Patterns and Processes of Tropical Tree Mortality: Embracing Networking

Organizers: Daniel Zuleta, David Bauman, Stuart Davies

Changes in climate, land use, and disturbance regimes are affecting tropical forest ecosystems worldwide by driving variations in how trees die, grow, and reproduce. However, there is high uncertainty on the magnitude and direction of these effects and how forests will continue to respond to future environmental changes. One of the main sources of this uncertainty is attributed to a poor knowledge of the mechanisms driving variability in tree mortality across space and over time.

Over the last decade, studies have reported an increase in tree mortality in forests worldwide. However, evidence from tropical forests, which play a major role in global biodiversity, biogeochemical cycles, and climate regulation, is geographically restricted and has mostly evaluated the impact of extreme events such as droughts, blowdowns, or fires. The few studies addressing tree mortality trends in the tropics have mostly been focused on moist old-growth, lowland forests, and have shown contrasting results. While tree mortality and associated biomass losses have been reported to have increased over the past decades in the Amazon and across the Australian moist tropics, no clear trends were found across the African moist tropics, and extensive tree mortality assessments are scarce in tropical Asia, as well as in mountain, secondary, and dry tropical forests. The lack of large-scale and long-term evaluations of tree mortality across different types of tropical forests hampers our ability to draw conclusions on the overall vulnerability of these ecosystems. 

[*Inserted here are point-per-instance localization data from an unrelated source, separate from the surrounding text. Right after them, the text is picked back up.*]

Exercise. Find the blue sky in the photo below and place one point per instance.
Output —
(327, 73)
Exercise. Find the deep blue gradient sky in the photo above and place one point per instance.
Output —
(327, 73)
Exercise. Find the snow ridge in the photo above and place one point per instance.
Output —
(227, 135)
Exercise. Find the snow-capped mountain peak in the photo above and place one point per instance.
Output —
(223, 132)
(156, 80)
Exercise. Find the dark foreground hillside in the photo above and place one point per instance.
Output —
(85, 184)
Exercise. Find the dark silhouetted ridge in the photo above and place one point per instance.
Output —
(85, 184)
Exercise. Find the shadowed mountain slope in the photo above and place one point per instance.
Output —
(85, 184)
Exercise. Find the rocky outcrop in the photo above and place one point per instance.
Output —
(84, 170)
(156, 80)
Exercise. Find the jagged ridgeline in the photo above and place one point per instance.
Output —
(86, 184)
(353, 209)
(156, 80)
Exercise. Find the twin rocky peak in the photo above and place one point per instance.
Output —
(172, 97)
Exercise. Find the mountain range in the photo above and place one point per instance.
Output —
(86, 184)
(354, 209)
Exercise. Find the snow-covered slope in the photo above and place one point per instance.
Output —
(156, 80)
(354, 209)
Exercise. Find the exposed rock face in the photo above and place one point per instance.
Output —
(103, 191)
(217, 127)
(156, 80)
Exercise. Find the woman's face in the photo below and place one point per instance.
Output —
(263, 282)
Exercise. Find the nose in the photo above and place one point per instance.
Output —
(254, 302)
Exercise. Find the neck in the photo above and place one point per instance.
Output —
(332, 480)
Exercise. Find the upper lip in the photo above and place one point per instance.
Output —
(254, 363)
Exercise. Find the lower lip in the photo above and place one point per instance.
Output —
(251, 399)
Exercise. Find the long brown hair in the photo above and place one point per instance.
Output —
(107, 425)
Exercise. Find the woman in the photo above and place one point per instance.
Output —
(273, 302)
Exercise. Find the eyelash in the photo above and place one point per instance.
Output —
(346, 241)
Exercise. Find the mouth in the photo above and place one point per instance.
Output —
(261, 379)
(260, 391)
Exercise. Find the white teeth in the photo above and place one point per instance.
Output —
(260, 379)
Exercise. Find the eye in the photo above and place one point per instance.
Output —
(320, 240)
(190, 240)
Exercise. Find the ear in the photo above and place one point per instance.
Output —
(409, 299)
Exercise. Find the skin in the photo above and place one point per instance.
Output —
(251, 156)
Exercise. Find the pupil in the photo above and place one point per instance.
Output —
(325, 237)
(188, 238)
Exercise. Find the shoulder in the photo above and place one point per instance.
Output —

While several international research networks have made significant contributions to the understanding of tropical tree mortality over the past decades, a comprehensive pantropical perspective is still lacking. This symposium aims to present preliminary results from a multi-network collaboration across 15 forest networks in the tropics, the Tropical Forest Mortality Working Group (ATFS-MWG). The session will begin with an introduction to the symposium and working group, emphasizing their objectives, philosophy to ensure fair representation of scientists across career stages and tropical countries. The symposium will then showcase the first cross-network study on the drivers of spatial variation in tropical tree mortality across the pantropics, followed by presentations from invited speakers from different plot networks. These talks will explore mortality assessments across forest types (dry/wet, montane/lowland, and secondary forests), spatial scales (regional and pantropical) and temporal scales.
The session will end with 10 min of open discussion with the audience on the challenges and opportunities highlighted by the symposium for the future of Tropical Tree Mortality Research.